Institut für Zeitgeschichte der Universität Wien
Zeit: 16.10.2018, 18:00 Uhr
Ort: Institut für Zeitgeschichte, Spitalgasse 2-4/Hof 1, Tür 1.13, 1090 Wien
Die Dialektik von Erinnern und Vergessen bewirkt merkwürdige Effekte, unter ihnen die Entstellung. Erinnerung besteht oft aus Hinzugebenem oder sogar Erfundenem. Die Aufgabe der Historiker/innen ist bekanntlich, festzustellen, „wie es eigentlich gewesen“ und dessen Signifikanz zu erklären. Die historische Profession ist aber selbst eingebunden in die Zyklen und Mechanismen von Verdrängung, Entstellung, Konfabulation. Ihre Überzeugungskraft nimmt in dem Maß ab, in dem „die Trumps“ dieser Welt sagen können, was sie wollen und ihnen Glauben geschenkt wird. Die Chance, etwas Richtiges überzeugend darzulegen, ist fast aussichtslos geworden.
„Anders“, „neu“, „modern“ wird heute gern mit „besser“ gleichgesetzt. Beispiele aus der gar nicht so weit zurückliegenden „Vergangenheit“ stellen diese Identität in Frage. Es empfiehlt sich, von „kleinen Dingen des Lebens“ auszugehen, die weniger leicht zu ideologisieren sind als große Themen. Es geht um Spurensuche und darum, Muster auszumachen. Der rasche Galopp des (häufig nur vermeintlichen) Fortschritts übergeht allzu oft bereits gefundene gute Lösungen. Wir präsentieren Prolegomena zu einer Philosophie von optimal solutions. Diese sind nicht immer am jeweils gegenwärtigen Ende von Ereignisketten zu finden – sondern früher. „Besser zu erinnern“ bedeutet, nicht blindlings voranzustolpern: es gilt, zwischen Lösungen qualitativ zu unterscheiden, die gut, weniger gut oder schlicht absurd sein können.

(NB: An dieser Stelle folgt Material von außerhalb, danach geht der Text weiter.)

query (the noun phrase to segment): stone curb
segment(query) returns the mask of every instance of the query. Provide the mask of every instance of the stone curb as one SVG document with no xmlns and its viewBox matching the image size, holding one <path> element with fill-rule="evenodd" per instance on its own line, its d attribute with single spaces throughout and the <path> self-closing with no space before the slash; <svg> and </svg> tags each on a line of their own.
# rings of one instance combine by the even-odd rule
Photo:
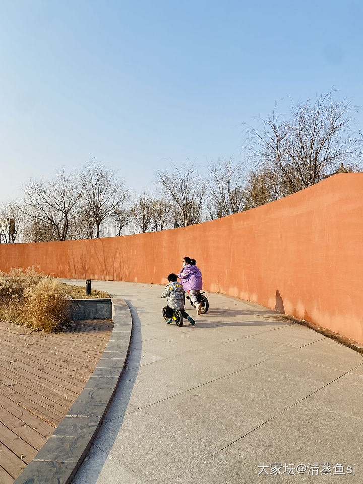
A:
<svg viewBox="0 0 363 484">
<path fill-rule="evenodd" d="M 68 413 L 14 484 L 70 484 L 96 438 L 122 374 L 131 315 L 112 299 L 113 330 L 98 364 Z"/>
</svg>

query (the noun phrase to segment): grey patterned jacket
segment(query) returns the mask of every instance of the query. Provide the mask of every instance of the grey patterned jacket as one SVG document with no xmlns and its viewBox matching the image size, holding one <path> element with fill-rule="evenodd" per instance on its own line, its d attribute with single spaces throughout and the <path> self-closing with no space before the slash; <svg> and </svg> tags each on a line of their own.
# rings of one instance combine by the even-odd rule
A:
<svg viewBox="0 0 363 484">
<path fill-rule="evenodd" d="M 161 294 L 162 297 L 168 297 L 168 306 L 172 309 L 183 309 L 183 288 L 180 282 L 169 282 Z"/>
</svg>

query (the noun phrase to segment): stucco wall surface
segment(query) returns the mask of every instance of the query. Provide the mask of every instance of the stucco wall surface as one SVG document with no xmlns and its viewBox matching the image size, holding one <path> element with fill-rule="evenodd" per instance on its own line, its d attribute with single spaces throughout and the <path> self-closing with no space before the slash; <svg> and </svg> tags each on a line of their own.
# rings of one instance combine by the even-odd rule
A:
<svg viewBox="0 0 363 484">
<path fill-rule="evenodd" d="M 259 302 L 363 343 L 363 173 L 335 175 L 216 220 L 120 237 L 0 245 L 0 270 L 166 284 L 195 258 L 203 288 Z"/>
</svg>

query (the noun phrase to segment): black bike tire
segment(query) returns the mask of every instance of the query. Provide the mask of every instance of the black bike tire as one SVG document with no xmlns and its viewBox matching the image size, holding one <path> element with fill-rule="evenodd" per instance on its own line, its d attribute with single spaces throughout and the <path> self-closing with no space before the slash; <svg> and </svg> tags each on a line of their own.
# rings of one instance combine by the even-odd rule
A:
<svg viewBox="0 0 363 484">
<path fill-rule="evenodd" d="M 202 306 L 201 313 L 202 314 L 205 314 L 209 309 L 209 302 L 205 296 L 201 295 L 200 297 L 200 298 L 204 301 L 204 306 Z"/>
<path fill-rule="evenodd" d="M 175 321 L 175 323 L 176 323 L 178 326 L 182 326 L 183 321 L 183 313 L 182 313 L 182 311 L 180 311 L 180 310 L 178 309 L 177 311 L 175 311 L 175 316 L 176 317 L 176 321 Z"/>
</svg>

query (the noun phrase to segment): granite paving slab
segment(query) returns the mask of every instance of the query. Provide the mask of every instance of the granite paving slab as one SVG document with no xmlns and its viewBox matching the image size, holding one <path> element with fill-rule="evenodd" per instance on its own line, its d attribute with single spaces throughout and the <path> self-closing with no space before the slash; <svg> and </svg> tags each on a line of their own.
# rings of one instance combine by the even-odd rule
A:
<svg viewBox="0 0 363 484">
<path fill-rule="evenodd" d="M 169 327 L 162 286 L 93 284 L 127 301 L 135 337 L 75 484 L 119 472 L 122 482 L 130 475 L 155 484 L 362 481 L 356 352 L 295 319 L 219 294 L 207 294 L 210 310 L 195 327 Z M 279 462 L 315 462 L 355 463 L 357 477 L 272 473 Z M 258 475 L 263 462 L 271 473 Z"/>
</svg>

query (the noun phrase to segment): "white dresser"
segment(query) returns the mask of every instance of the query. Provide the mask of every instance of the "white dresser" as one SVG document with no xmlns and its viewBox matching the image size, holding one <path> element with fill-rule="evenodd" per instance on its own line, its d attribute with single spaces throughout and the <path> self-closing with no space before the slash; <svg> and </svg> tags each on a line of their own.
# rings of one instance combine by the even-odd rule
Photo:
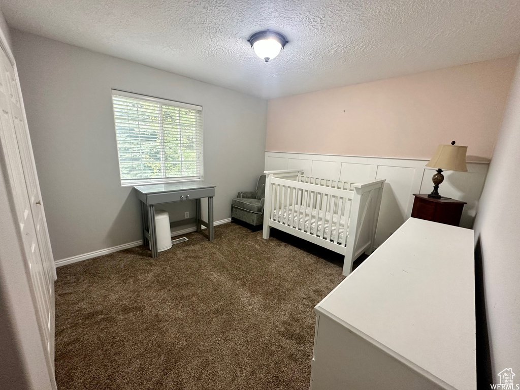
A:
<svg viewBox="0 0 520 390">
<path fill-rule="evenodd" d="M 473 231 L 409 219 L 315 308 L 311 390 L 476 388 Z"/>
</svg>

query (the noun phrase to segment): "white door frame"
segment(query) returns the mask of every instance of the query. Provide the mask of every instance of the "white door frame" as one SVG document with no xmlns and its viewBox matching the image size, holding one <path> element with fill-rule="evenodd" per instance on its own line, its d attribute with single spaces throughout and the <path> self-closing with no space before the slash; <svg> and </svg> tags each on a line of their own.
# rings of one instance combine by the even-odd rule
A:
<svg viewBox="0 0 520 390">
<path fill-rule="evenodd" d="M 4 32 L 0 30 L 0 48 L 6 56 L 14 70 L 16 79 L 16 88 L 19 97 L 20 108 L 22 119 L 24 122 L 23 128 L 30 146 L 30 137 L 27 124 L 27 117 L 23 105 L 20 81 L 14 56 L 8 45 L 8 41 Z M 37 188 L 40 199 L 41 193 L 40 183 L 36 174 L 34 156 L 32 147 L 29 152 L 32 160 L 32 168 L 34 170 L 34 179 Z M 49 361 L 48 355 L 46 354 L 42 340 L 43 335 L 39 324 L 34 305 L 35 291 L 30 282 L 26 254 L 22 244 L 22 238 L 18 226 L 16 213 L 15 212 L 15 199 L 10 189 L 9 178 L 7 177 L 4 166 L 6 163 L 3 153 L 0 150 L 0 196 L 2 198 L 0 205 L 0 215 L 2 218 L 0 230 L 0 298 L 5 305 L 5 316 L 0 319 L 0 331 L 7 330 L 7 337 L 0 342 L 2 347 L 7 346 L 6 353 L 0 356 L 0 367 L 8 367 L 9 371 L 5 373 L 5 379 L 15 380 L 17 376 L 23 378 L 25 384 L 30 388 L 42 390 L 56 390 L 56 384 L 54 376 L 54 361 Z M 6 181 L 7 179 L 7 181 Z M 45 228 L 46 219 L 43 207 L 41 210 L 42 217 Z M 48 236 L 47 236 L 48 237 Z M 47 241 L 48 239 L 47 238 Z M 49 256 L 54 265 L 54 262 L 50 242 L 45 243 L 45 255 Z M 56 279 L 56 268 L 53 268 L 53 278 Z M 54 284 L 54 283 L 53 283 Z M 54 322 L 54 319 L 53 319 Z M 54 343 L 54 340 L 53 340 Z M 5 345 L 4 343 L 5 343 Z M 53 346 L 54 347 L 54 345 Z M 17 359 L 16 358 L 18 358 Z M 5 359 L 4 364 L 3 361 Z M 54 360 L 54 356 L 52 360 Z M 1 375 L 0 375 L 1 376 Z M 13 382 L 14 383 L 14 382 Z"/>
</svg>

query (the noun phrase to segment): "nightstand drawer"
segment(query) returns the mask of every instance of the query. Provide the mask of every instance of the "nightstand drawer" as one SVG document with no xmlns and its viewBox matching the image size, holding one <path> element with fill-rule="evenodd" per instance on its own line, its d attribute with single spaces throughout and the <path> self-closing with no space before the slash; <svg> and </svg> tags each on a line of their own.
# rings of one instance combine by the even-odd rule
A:
<svg viewBox="0 0 520 390">
<path fill-rule="evenodd" d="M 413 218 L 458 226 L 465 202 L 450 198 L 436 199 L 426 194 L 413 194 Z"/>
</svg>

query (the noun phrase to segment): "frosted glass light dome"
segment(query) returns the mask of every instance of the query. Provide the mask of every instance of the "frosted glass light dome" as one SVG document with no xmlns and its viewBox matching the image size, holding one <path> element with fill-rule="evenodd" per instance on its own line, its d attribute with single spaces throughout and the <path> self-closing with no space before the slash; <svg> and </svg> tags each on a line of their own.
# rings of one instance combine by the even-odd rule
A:
<svg viewBox="0 0 520 390">
<path fill-rule="evenodd" d="M 256 55 L 266 62 L 278 56 L 288 43 L 281 34 L 269 30 L 255 33 L 248 41 Z"/>
<path fill-rule="evenodd" d="M 267 62 L 278 55 L 282 45 L 278 41 L 270 38 L 257 41 L 253 44 L 253 48 L 259 58 Z"/>
</svg>

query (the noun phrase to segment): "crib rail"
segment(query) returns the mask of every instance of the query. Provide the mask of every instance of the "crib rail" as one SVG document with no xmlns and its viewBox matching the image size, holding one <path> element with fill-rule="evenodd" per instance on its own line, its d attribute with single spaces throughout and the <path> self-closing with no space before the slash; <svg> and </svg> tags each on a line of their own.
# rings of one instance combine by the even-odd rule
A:
<svg viewBox="0 0 520 390">
<path fill-rule="evenodd" d="M 344 254 L 345 276 L 358 256 L 371 253 L 384 179 L 353 184 L 298 170 L 265 173 L 264 239 L 275 227 Z"/>
<path fill-rule="evenodd" d="M 305 175 L 298 175 L 296 181 L 309 184 L 315 184 L 317 186 L 328 187 L 331 188 L 337 188 L 340 190 L 352 191 L 355 184 L 349 181 L 344 181 L 340 180 L 332 180 L 331 179 L 323 179 L 314 176 L 308 176 Z"/>
<path fill-rule="evenodd" d="M 346 246 L 353 191 L 276 177 L 269 185 L 271 206 L 264 218 Z"/>
</svg>

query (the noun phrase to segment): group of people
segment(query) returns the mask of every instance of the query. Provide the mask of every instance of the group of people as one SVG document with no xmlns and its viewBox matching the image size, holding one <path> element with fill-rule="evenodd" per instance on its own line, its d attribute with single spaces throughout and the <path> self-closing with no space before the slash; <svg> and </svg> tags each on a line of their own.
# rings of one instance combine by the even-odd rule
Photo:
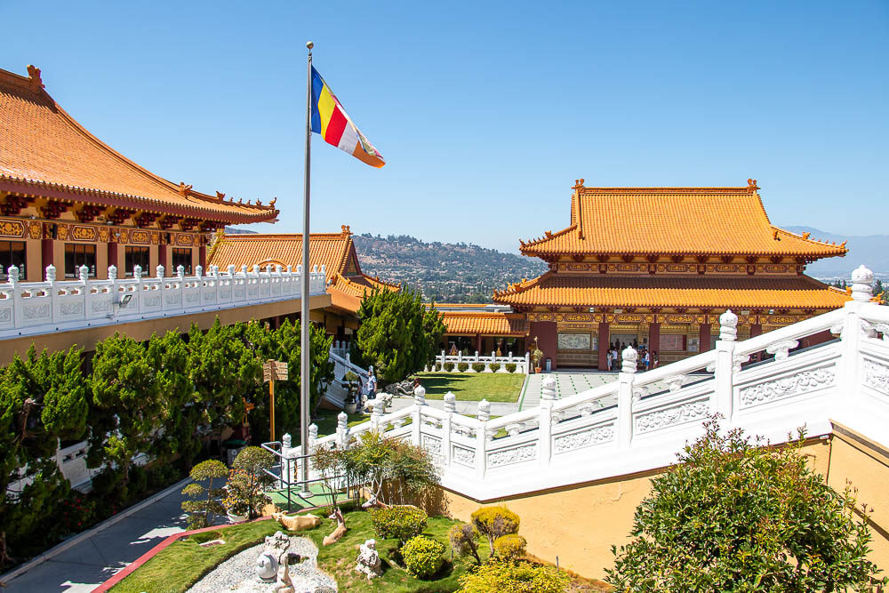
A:
<svg viewBox="0 0 889 593">
<path fill-rule="evenodd" d="M 641 365 L 644 370 L 647 371 L 649 369 L 657 368 L 658 366 L 658 353 L 650 352 L 648 347 L 645 345 L 639 346 L 639 344 L 634 340 L 633 345 L 631 346 L 633 349 L 638 354 L 637 360 L 637 365 Z M 619 371 L 620 365 L 622 361 L 623 355 L 621 354 L 625 349 L 627 349 L 627 344 L 624 342 L 612 342 L 608 345 L 608 354 L 605 357 L 605 360 L 608 363 L 609 371 Z"/>
</svg>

Sigrid Schmid-Bortenschlager, geb. 1946, lehrte an den Universitäten Salzburg, Portland University, University of Illinois, Graz, Paris VIII und XII und Utrecht. Forschungsschwerpunkte: Frauenliteratur, Literaturtheorie, Literatur und Politik, Literatur des 20. Jahrhunderts, österreichische Literatur. Buchpublikationen (Auswahl): Konstruktive Literatur. 1985, Eigensinn und Widerstand. Schriftstellerinnen der Habsburgermonarchie. 1998, Erfolg und Verfolgung. Österreichische Schriftstellerinnen 1918-1945. 2002 (beide mit Christa Gürtler), Hermann Broch. Éthique et estéthique. 2001, Österreichische Schriftstellerinnen 1800-2000. Eine Literaturgeschichte. 2009.
Georg Schmid, geb. 1944 in Wien, Studium in Wien, Salzburg, Univ. of Kansas. Lehrtätigkeit an den Universitäten Salzburg, Innsbruck, Wien, Paris VIII. Rezente Buchpublikationen: The Mind Screen. 2016, In the Presence of the Future. 2012, The Narrative of the Occident. 2009. Daneben Tätigkeit als Schriftsteller (Romane, Essays, Kurzgeschichten).